Please i dnt know how to solve the questions under unit three, there is no graph work derived to solve the questions.Please help me


          Are the above incomprehensible? I suppose not, barely, but I trust the gentle reader will concede that the above are not exactly college level writing. Is it really grade 12 ½ work? I don’t think so.

     While being a bit reluctant to take a claim at face value, the response has some things of merit to say, though he mostly just blames public education. 

“Hey man, can you help me read the lunch menu?”

--even in the 8th grade, I had friends who couldn’t read “very well”. So I’d read the menu for them.


      There have always been terrible students in public schools, students that just get socially promoted up through the grades. Now they’re in college, and social promotion has come to college…this won’t help them in the slightest.

      Still the professor has one thing I can’t argue with:

I know teachers whose student load approaches 200 students. Let’s go back to those good old days when people had teachers who wrote careful, thoughtful comments on their weekly-assigned essays…Try that with 200 students every week. Give a teacher a modest 10 minutes to spend on each of 200 students’ essays, and you’ve got 2,000 minutes a week just spent grading essays.

That’s 33 hours spent each week outside class grading papers. This figure does not take into account additional time spent on daily record-keeping, helping kids before and after school, doing lunch duty, addressing discipline problems, and doing other things that conscientious teachers do.
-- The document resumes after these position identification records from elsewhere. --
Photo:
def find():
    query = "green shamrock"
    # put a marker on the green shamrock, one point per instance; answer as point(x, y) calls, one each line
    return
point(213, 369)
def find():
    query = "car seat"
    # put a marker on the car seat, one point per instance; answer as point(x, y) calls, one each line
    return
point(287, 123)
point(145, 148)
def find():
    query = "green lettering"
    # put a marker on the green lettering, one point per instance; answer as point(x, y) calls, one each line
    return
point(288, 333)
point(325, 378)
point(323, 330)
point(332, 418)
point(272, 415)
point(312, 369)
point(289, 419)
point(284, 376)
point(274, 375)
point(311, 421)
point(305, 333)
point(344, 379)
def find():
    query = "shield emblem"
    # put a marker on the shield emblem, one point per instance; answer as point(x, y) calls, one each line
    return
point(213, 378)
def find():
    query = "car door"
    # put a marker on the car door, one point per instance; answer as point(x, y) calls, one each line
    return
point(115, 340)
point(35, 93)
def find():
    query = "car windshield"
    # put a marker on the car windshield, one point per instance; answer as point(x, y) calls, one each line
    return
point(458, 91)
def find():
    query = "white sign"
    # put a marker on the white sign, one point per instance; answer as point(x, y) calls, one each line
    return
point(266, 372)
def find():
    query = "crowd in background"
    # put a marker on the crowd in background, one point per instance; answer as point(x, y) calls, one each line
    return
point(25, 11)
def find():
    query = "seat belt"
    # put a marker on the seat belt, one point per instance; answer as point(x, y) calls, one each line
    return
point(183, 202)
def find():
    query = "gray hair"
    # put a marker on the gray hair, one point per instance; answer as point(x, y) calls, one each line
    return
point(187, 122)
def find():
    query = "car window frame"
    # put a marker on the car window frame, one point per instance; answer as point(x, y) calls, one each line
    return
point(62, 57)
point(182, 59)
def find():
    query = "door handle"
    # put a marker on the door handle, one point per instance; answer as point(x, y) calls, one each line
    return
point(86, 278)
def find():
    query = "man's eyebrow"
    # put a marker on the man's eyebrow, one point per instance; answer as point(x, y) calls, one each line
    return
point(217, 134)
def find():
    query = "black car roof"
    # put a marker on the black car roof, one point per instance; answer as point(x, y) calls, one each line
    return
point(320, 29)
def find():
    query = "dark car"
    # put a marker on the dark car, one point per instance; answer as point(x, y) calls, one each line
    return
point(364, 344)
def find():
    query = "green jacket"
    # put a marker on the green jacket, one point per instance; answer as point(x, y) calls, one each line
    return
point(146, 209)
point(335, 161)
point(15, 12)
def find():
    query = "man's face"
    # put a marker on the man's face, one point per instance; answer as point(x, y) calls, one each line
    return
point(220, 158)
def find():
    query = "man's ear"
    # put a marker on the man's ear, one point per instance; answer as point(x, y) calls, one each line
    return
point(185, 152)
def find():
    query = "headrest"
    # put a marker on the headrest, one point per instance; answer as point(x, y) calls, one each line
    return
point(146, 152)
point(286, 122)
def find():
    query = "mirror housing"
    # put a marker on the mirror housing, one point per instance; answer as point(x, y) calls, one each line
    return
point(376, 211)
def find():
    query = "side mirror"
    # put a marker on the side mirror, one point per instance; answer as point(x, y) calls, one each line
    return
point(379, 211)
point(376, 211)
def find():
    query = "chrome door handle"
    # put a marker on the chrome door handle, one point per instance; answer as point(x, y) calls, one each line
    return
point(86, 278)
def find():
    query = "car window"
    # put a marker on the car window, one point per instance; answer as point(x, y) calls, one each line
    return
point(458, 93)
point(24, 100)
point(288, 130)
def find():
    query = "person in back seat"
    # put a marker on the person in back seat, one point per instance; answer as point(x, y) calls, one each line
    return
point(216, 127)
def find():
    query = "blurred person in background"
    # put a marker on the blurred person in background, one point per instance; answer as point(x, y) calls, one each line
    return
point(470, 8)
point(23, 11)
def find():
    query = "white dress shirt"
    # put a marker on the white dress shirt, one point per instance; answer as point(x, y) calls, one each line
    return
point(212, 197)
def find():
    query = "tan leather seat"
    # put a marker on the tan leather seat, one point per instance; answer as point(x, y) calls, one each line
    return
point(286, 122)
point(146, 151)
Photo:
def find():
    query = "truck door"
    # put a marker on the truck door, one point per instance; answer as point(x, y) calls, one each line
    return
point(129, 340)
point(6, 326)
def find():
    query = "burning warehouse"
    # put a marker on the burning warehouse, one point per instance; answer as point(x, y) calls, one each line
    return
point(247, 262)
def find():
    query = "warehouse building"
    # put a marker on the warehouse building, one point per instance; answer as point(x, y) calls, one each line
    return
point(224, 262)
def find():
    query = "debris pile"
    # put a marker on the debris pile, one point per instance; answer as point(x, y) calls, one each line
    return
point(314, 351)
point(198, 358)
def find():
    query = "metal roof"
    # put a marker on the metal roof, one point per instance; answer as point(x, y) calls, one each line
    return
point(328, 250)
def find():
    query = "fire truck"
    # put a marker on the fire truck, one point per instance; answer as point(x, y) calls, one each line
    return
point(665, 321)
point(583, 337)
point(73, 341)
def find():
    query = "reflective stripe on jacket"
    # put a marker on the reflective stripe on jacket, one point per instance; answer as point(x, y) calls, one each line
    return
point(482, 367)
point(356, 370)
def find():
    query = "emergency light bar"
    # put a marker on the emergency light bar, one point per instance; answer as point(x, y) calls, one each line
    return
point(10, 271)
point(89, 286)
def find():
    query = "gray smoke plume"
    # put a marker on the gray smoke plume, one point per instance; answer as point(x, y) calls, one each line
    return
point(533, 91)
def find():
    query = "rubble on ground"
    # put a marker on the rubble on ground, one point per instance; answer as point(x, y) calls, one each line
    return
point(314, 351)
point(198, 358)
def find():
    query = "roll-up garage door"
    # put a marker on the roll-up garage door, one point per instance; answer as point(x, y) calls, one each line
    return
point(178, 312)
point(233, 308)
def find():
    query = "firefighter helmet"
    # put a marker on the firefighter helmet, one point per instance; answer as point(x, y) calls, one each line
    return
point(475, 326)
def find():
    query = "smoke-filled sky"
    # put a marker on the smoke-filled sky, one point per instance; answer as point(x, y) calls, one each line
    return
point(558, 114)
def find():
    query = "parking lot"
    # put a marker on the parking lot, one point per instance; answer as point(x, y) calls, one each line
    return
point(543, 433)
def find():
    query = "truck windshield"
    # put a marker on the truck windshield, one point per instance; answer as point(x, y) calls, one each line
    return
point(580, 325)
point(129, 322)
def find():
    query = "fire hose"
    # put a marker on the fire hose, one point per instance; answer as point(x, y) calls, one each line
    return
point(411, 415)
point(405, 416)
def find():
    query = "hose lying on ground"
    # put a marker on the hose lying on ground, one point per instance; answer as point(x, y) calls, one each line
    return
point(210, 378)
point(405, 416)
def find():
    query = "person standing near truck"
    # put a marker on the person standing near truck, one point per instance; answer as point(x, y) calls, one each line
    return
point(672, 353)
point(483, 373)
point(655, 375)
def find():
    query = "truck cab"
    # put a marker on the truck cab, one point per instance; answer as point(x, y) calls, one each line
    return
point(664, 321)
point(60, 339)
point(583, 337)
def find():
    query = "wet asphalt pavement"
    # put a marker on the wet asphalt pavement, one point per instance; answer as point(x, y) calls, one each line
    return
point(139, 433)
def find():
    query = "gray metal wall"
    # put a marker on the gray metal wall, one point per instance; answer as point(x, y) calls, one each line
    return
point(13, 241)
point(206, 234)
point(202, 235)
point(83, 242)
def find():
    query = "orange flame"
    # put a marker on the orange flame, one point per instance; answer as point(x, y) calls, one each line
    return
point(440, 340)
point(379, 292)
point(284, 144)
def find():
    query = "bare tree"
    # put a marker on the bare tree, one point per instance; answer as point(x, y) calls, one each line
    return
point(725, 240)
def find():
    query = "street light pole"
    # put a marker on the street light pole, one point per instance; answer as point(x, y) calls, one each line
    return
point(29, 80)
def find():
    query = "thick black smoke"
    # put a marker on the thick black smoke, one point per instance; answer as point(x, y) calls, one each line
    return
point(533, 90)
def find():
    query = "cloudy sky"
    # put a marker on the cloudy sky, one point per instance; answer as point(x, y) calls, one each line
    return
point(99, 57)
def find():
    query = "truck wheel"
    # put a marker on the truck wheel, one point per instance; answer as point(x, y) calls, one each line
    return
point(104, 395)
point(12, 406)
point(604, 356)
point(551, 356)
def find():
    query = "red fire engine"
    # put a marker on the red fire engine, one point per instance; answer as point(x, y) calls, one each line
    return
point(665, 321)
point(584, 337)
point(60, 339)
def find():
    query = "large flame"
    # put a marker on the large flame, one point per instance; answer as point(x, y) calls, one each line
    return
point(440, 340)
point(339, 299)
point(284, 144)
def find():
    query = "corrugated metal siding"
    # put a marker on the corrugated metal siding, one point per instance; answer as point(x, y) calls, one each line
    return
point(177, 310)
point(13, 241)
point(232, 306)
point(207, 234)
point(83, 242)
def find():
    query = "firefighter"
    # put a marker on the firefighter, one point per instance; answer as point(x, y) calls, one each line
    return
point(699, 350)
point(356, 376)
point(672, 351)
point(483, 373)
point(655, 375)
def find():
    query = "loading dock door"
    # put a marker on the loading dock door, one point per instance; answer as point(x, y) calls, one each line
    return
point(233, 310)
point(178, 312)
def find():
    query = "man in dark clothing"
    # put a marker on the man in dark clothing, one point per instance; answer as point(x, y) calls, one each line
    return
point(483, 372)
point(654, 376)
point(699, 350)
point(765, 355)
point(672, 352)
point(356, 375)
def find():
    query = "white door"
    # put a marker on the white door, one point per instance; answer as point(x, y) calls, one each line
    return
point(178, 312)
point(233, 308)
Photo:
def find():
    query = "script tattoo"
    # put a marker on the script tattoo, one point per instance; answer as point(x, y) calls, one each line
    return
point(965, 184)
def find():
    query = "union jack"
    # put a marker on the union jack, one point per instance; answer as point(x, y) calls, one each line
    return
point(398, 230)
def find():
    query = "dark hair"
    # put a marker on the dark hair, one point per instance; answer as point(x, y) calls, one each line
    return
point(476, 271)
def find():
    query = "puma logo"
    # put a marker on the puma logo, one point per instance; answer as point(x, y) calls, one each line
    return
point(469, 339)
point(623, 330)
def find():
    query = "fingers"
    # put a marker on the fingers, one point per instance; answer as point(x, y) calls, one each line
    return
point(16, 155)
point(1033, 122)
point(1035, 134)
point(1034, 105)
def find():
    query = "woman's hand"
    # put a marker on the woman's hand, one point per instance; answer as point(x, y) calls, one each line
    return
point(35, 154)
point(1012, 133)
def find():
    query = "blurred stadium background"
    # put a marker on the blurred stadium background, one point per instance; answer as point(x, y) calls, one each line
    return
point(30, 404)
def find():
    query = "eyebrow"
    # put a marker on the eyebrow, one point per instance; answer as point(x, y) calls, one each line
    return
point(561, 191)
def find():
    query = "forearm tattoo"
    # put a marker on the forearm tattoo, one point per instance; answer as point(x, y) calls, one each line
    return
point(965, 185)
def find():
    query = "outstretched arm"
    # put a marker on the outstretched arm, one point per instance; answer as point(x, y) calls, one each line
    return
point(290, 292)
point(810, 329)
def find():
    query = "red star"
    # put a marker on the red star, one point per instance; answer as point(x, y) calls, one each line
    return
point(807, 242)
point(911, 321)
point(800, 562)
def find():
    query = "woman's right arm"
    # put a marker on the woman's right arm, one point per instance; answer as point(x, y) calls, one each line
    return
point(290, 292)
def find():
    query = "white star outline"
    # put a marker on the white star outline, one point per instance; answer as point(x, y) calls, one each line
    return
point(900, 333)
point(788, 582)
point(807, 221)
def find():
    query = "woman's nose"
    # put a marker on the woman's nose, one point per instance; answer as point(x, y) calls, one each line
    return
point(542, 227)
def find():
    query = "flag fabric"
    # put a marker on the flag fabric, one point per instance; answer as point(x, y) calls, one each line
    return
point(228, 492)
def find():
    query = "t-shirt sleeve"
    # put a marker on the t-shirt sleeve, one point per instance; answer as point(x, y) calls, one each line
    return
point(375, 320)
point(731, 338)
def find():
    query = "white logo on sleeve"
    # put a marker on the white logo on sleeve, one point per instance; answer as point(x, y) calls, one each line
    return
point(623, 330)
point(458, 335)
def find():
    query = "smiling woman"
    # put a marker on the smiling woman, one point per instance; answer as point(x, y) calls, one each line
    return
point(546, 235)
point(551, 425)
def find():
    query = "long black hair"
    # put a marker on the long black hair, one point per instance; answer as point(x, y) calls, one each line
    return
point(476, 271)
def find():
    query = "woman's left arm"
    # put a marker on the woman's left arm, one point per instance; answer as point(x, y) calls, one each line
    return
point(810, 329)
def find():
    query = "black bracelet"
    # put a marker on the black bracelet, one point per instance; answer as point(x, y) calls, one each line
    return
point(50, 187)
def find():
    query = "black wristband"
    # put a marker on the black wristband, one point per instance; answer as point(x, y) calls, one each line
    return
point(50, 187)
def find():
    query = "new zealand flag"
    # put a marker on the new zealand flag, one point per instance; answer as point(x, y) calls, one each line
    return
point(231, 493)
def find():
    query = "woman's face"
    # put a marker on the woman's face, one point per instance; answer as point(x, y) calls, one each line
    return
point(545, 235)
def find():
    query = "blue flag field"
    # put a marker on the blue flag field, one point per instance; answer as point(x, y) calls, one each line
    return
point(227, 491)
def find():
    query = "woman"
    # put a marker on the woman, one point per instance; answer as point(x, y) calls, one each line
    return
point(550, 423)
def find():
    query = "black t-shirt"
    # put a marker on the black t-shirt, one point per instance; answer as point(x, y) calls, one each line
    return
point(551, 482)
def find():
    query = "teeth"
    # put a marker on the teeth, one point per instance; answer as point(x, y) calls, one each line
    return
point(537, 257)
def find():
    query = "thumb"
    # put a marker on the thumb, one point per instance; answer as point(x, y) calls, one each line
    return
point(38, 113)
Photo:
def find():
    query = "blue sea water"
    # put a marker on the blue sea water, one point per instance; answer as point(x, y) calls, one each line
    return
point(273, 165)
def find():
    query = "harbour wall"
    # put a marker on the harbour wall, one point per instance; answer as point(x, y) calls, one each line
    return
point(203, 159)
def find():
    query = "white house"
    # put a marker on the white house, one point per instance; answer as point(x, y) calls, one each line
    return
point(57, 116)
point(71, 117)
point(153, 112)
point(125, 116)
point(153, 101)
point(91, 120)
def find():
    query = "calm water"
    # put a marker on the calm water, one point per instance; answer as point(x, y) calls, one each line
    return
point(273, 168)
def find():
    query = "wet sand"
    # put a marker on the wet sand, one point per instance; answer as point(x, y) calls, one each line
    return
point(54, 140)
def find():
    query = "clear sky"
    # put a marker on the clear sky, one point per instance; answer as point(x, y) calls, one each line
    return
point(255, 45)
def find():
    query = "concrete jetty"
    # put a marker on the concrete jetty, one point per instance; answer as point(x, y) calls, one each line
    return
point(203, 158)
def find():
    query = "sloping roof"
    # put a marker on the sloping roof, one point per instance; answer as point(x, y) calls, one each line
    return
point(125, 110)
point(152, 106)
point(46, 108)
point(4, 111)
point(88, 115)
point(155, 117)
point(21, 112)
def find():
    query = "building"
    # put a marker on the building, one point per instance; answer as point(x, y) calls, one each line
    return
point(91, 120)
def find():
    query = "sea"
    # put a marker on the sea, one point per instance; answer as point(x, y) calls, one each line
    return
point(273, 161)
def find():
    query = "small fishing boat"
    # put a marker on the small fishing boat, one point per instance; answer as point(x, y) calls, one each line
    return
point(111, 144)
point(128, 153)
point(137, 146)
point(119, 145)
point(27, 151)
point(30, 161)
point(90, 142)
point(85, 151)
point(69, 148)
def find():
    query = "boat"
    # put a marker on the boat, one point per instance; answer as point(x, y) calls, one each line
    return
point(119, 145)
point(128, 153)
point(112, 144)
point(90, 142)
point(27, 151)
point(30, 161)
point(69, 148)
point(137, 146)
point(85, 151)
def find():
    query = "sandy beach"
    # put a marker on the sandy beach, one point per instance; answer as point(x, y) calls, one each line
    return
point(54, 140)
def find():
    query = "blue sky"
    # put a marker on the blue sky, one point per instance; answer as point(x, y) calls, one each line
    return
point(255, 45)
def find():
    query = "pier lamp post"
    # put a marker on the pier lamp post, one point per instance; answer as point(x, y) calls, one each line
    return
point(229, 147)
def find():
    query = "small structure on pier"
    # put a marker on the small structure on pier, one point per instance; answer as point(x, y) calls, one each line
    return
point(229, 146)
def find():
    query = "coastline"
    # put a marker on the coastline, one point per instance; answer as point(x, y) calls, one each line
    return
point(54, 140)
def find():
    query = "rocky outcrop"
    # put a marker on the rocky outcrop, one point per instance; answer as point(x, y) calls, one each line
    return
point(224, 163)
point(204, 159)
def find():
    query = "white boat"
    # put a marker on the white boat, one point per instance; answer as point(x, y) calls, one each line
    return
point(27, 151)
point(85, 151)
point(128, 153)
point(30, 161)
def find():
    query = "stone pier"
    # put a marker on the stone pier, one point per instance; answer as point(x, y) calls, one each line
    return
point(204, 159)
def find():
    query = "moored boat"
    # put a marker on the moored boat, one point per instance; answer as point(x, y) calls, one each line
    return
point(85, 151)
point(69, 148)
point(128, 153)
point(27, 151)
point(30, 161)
Nor does it take into account the new demands placed on teachers for collecting data that may or may not serve a purpose.

--we collect plenty of data for no purpose in higher education, too.
 

      He’s talking about public schools here, but keep in mind, these massive class loads are now common in higher education as well, even in writing courses.

       Still, it’s nice that at least for writing, college is still arguably high school. It’s easy enough to show that for most other subjects, college is below high school, often far below.